Risk Scoring Systems for Predicting the Presence of Colorectal Neoplasia by Fecal Immunochemical Test Results in Chinese Population.

机构信息

Global Health Institute, School of Public Health, Fudan University, Shanghai, China.

Shanghai Municipal Center for Disease Control & Prevention, Shanghai, China.

出版信息

Clin Transl Gastroenterol. 2022 Oct 1;13(10):e00525. doi: 10.14309/ctg.0000000000000525.

Abstract

INTRODUCTION

Adherence to colonoscopy screening for colorectal cancer (CRC) is low in general populations, including those tested positive in the fecal immunochemical test (FIT). Developing tailored risk scoring systems by FIT results may allow for more accurate identification of individuals for colonoscopy.

METHODS

Among 807,109 participants who completed the primary tests in the first-round Shanghai CRC screening program, 71,023 attended recommended colonoscopy. Predictors for colorectal neoplasia were used to develop respective scoring systems for FIT-positive or FIT-negative populations using logistic regression and artificial neural network methods.

RESULTS

Age, sex, area of residence, history of mucus or bloody stool, and CRC in first-degree relatives were identified as predictors for CRC in FIT-positive subjects, while a history of chronic diarrhea and prior cancer were additionally included for FIT-negative subjects.
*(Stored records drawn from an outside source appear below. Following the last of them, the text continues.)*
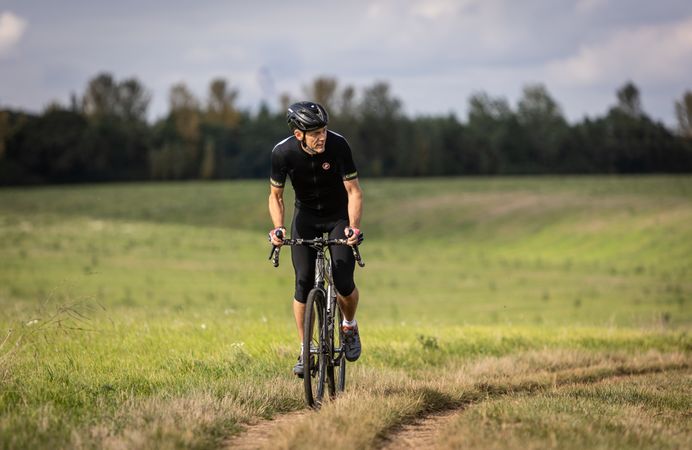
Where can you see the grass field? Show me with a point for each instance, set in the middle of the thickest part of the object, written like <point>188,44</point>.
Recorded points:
<point>550,312</point>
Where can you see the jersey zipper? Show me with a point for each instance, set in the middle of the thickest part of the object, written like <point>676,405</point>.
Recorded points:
<point>314,181</point>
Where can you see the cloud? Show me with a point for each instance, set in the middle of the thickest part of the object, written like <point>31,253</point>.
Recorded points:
<point>12,28</point>
<point>653,54</point>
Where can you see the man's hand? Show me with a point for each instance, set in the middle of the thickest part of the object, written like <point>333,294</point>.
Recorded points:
<point>276,236</point>
<point>354,236</point>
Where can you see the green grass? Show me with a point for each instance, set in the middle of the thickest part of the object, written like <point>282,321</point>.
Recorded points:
<point>145,315</point>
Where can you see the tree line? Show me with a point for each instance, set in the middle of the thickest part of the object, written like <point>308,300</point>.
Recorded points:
<point>104,135</point>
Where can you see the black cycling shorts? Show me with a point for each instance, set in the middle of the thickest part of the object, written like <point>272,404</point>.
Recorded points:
<point>309,226</point>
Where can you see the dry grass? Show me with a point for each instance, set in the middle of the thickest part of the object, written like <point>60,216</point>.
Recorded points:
<point>381,402</point>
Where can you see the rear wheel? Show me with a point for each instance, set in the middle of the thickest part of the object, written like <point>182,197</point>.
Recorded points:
<point>315,363</point>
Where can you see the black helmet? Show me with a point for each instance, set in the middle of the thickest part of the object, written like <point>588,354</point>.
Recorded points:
<point>307,116</point>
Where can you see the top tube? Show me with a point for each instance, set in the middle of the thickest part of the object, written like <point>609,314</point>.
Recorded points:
<point>318,243</point>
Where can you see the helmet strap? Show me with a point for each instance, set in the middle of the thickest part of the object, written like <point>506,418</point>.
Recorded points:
<point>304,144</point>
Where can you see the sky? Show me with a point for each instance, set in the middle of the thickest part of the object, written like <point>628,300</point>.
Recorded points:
<point>434,54</point>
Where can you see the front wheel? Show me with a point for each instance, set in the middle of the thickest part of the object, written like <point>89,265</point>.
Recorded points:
<point>315,364</point>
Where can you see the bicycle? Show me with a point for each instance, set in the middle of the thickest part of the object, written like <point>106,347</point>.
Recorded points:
<point>320,355</point>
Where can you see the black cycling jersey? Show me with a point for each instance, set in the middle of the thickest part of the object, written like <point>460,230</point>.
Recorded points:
<point>317,179</point>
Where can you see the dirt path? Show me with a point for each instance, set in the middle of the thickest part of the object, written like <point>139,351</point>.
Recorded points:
<point>260,435</point>
<point>420,434</point>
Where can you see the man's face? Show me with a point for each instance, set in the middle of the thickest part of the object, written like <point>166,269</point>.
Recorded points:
<point>315,139</point>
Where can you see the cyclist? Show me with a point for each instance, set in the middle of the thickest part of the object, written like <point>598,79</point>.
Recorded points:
<point>328,199</point>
With an area under the receiver operating characteristic curve of more than 0.800 in predicting CRC, the logistic regression-based systems outperformed the artificial neural network-based ones and had a sensitivity of 68.9%, a specificity of 82.6%, and a detection rate of 0.24% by identifying 17.6% subjects at high risk. We also reported an area under the receiver operating characteristic curve of about 0.660 for the systems predicting CRC and adenoma, with a sensitivity of 57.8%, a specificity of 64.6%, and a detection rate of 6.87% through classifying 38.1% subjects as high-risk individuals. The performance of the scoring systems for CRC was superior to the currently used method in Mainland, China, and comparable with the scoring systems incorporating the FIT results.

DISCUSSION

The tailored risk scoring systems may better identify high-risk individuals of colorectal neoplasia and facilitate colonoscopy follow-up. External validation is warranted for widespread use of the scoring systems.

摘要

简介

结直肠癌(CRC)的结肠镜筛查总体依从性较低,包括粪便免疫化学试验(FIT)阳性者。根据 FIT 结果制定量身定制的风险评分系统可能更准确地识别需要进行结肠镜检查的个体。

方法

在参加首轮上海 CRC 筛查计划的 807109 名完成初筛的参与者中,有 71023 人接受了推荐的结肠镜检查。使用逻辑回归和人工神经网络方法,根据结直肠腺瘤的预测因素,为 FIT 阳性或 FIT 阴性人群分别开发相应的评分系统。

结果

年龄、性别、居住地区、黏液或血便史以及一级亲属 CRC 史被确定为 FIT 阳性者 CRC 的预测因素,而 FIT 阴性者则还包括慢性腹泻和既往癌症史。基于逻辑回归的系统在预测 CRC 方面的受试者工作特征曲线下面积(AUC)超过 0.800,优于基于人工神经网络的系统,通过识别 17.6%的高危人群,其敏感性为 68.9%,特异性为 82.6%,检出率为 0.24%。我们还报告了预测 CRC 和腺瘤的系统的 AUC 约为 0.660,通过将 38.1%的人群分类为高危人群,其敏感性为 57.8%,特异性为 64.6%,检出率为 6.87%。评分系统预测 CRC 的性能优于中国内地目前使用的方法,与纳入 FIT 结果的评分系统相当。

讨论

量身定制的风险评分系统可能更好地识别结直肠腺瘤的高危个体,并有助于结肠镜随访。需要进行外部验证以广泛应用评分系统。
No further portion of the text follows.